Did you know that the formation of a cancerous tumor can be seen outside (in-vitro) the human body? One of the authors of the research paper “Transport of vascular endothelial growth factor dictates on-chip angiogenesis in tumor microenvironment”, Jyotsana Priyadarshini, talks about how a cancer tumor and its working can be observed and controlled on a “chip”.
Jyotsana is currently pursuing research in the area of organ-on-a-chip, and addresses the important features and geometrical complexities of microvasculature, i.e., how blood vessels and flow function, including their structural features, and also how disease can spread from host site to different sites in the body (metastasis). She has also valuably contributed to other research papers in this domain. She explains that such bioengineered in-vitro microfluidic platforms are potentially suitable for probing the way cells interact and offer critical insights to cancer, cardiovascular
diseases and drug discovery. Instead of testing on animals or on petri dishes, the chip can be designed to have striking resemblance with the human physiological system.
It can be done using a system called “organ-on-a-chip” (OOC). As the name suggests, these chips can mimic the key features of different organs and human physiological conditions, by culturing human-derived tissues inside a bioengineered “microfluidic” chip.
Microfluidics deals with small amounts of fluid that can be precisely controlled in smaller channels having diameter range between 10-100 μm. The OOC of concern here is related to a diseased condition called “tumor angiogenesis” and surrounding environment altogether termed as “tumor microenvironment”.
A tumor microenvironment is the environment surrounding the tumor, that include blood vessels, immune cells, fibroblasts, signaling molecules and the extracellular matrix. The functional microfluidic chips may help imitate the microenvironments of the tumor and maintain the tissue-specific functions by controlling the fluidic conditions.
Further elaborating on the term extracellular matrix (ECM) which is mentioned above, it is a network of proteins and other molecules that surround, support and give structure to cells and tissues in the body. The ECM helps cells attach to, and communicate with, nearby cells, and plays an important role in cell growth, cell movement, and other cell functions.
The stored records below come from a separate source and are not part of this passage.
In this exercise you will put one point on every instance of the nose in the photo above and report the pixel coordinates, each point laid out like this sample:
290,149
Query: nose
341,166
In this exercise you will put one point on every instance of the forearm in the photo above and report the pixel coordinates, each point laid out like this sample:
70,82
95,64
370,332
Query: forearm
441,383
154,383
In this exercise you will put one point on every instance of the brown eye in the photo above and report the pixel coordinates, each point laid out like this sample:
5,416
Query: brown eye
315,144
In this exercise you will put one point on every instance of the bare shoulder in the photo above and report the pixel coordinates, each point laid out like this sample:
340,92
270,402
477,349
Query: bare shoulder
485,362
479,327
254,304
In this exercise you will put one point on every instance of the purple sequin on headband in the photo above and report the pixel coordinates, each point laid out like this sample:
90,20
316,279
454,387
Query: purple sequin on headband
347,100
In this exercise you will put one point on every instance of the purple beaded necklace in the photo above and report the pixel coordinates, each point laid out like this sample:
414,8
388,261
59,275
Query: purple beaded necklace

Tumor cells consume a lot more oxygen and nutrients, compared to a healthy cell, leading to a “hypoxic state”. A hypoxic state is where a cell doesn’t receive sufficient oxygen to carry out its regular functions. To overcome this state, the tumor cells produce a few chemicals, which diffuse in ECM space creating a chemical gradient. Out of tumor-produced chemical agents, vascular endothelial growth factor (VEGF) plays a major role for enhancing the generation of new blood vessels branched from a nearby parent vessel to supply the oxygen and nutrients to the tumor source. The new capillaries are mainly formed using endothelial cells (ECs), by migration and spread of the same.
The concentration differences in VEGF stimulates that nearby blood vessel to sprout new capillaries (a process called angiogenesis), buildup of ECs toward higher concentration of VEGF, i.e., towards the tumor. The VEGF is produced by tumor cells and the chemical gradient help movement of capillaries up to reach the tumor cell. Other than this well-established theory, what was not accounted for was the role of leakage of fluids, called interstitial flow, how it affects the establishment of chemical gradient and chemical migration is one of the issues that is addressed in this research paper. This leakage creates a complicated surrounding, and would make it even more difficult to target the tumor cell for drug delivery. This comprehensive modeling integrated the computational framework of fluid transport and continuum mathematical model of angiogenesis with designing of OOC to help study and control the process of angiogenesis more closely since this is the basis of growth of a tumor.
Jyotsana, along with one of her fellow research authors, designed the computational model at home, when there were COVID-19 restrictions.
What was her motivation to take up this subject of interest? She says,
“...animal free research! Basically, the conventional methods, you could say, disease modeling and drug testing, take place in small animals. The animals’ genotype and physiology completely vary from human one. When a drug comes into the market, it goes through pre-clinical trials, like 2d-3d petri dish(failed-static). Very long-5 to 6 years, generally 9 out of 10 will fail. Then goes for several human trials.”
She wanted to bridge this gap with microfluidic chips. She continues to say, “And organ complexity is there, and specificity will be lacking there. So, in a microfluidic chip, you can provide the dynamic and control the fluid flow.”
The design developed by Jyotsana and team gives us a deeper insight into how a tumor microenvironment functions, and what one should also take into account to deliver the drug more efficiently to the tumor cell, taking the medical community one step closer towards curing cancer once and for all!